Su testimonio es muestra de cómo el incentivo extraordinario del Mundial empuja a propietarios individuales a trasladar vivienda al circuito turístico. Él mismo identifica el problema: “Yo creo que hay mucho descontento, y yo entiendo, hay empresas como Wynwood que aquí, donde yo vivo, tienen seis, siete, ocho departamentos”.
La crítica no lo saca del proceso; lo ubica dentro de él, pero en una escala distinta, por eso defiende la necesidad de distinguir entre grandes operadores y pequeños propietarios: “Debe hacerse una diferencia porque evidentemente yo no tengo los medios; y, aunque los tuviera, no llegaría a desalojar a la gente que ya es mayor para rentar en Airbnb.”
Los números detrás de Airbnb
La escala de las decisiones individuales de René y Eduardo se refleja en los datos más recientes sobre la expansión de Airbnb en la Ciudad de México.

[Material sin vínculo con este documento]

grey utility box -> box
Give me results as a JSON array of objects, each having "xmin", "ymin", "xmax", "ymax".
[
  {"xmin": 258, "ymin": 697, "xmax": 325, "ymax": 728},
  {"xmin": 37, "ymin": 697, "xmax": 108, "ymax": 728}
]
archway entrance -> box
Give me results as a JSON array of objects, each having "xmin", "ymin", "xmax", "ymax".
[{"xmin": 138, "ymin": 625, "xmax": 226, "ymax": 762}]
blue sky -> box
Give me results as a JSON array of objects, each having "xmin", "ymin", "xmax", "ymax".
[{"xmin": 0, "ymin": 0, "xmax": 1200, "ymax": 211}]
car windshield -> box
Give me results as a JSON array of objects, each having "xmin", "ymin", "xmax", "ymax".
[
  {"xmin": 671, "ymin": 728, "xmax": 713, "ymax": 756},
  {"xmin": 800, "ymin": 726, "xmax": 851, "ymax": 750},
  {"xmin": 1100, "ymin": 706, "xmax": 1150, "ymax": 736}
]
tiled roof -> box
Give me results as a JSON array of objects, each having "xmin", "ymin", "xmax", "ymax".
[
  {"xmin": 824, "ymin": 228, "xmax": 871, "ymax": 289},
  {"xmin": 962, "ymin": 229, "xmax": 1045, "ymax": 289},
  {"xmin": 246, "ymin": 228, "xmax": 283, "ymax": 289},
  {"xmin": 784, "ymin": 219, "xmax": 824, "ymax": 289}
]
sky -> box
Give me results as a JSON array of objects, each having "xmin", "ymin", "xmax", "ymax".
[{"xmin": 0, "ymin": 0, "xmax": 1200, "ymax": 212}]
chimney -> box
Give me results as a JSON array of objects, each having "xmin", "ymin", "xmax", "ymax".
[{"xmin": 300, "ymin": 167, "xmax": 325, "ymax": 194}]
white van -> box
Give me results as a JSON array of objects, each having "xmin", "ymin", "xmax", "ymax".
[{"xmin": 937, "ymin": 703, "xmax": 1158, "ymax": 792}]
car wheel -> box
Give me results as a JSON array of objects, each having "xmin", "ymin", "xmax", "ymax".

El 27 de febrero último, un grupo de organizaciones en pro del derecho a la vivienda –entre ellas el Frente por la Vivienda Joven (FVJ), Urbano Memorial y la Coalición Internacional para el Hábitat América Latina (HIC-AL)– emitieron un comunicado basado en información de Inside Airbnb, donde se documentó que la plataforma sumó 770 nuevos espacios en solo seis meses.
Ese crecimiento implicó que, en promedio, tres departamentos o casas completas fueran retirados del mercado de alquiler residencial cada 48 horas durante el primer semestre de 2025.
De acuerdo con los colectivos, el problema no se limita al crecimiento de la plataforma, sino a su forma de operación, pues denunciaron que siete mil 532 propiedades ya exceden el límite de 180 noches anuales para este tipo de rentas, establecido en la Ley de Turismo de la Ciudad de México, y que la mitad de esos casos se concentra en apenas 959 anfitriones.
A ello se suma que mil 204 propietarios o gestores controlan prácticamente la mitad de los alojamientos disponibles en la capital del país, lo que evidencia una concentración del mercado que rebasa la narrativa del “pequeño arrendador” y coloca la operación en una escala empresarial.
El mismo análisis señala que el fenómeno se concentra en las zonas centrales: cuatro alcaldías reúnen 81% de la oferta total y la Cuauhtémoc, por sí sola, concentra 12 mil 514 alojamientos, equivalentes a 46.1% de los anuncios en la ciudad.
Al cierre de esta publicación, la plataforma Inside Airbnb registró 26 mil 294 anuncios activos en la Ciudad de México, de los cuales 17 mil 130, equivalentes a 65.1%, correspondían a casas y departamentos completos; el resto se distribuía en más de ocho mil habitaciones privadas, 256 habitaciones compartidas y apenas 86 cuartos de hotel. El mismo tablero reportó una tarifa promedio de mil 556 pesos por noche.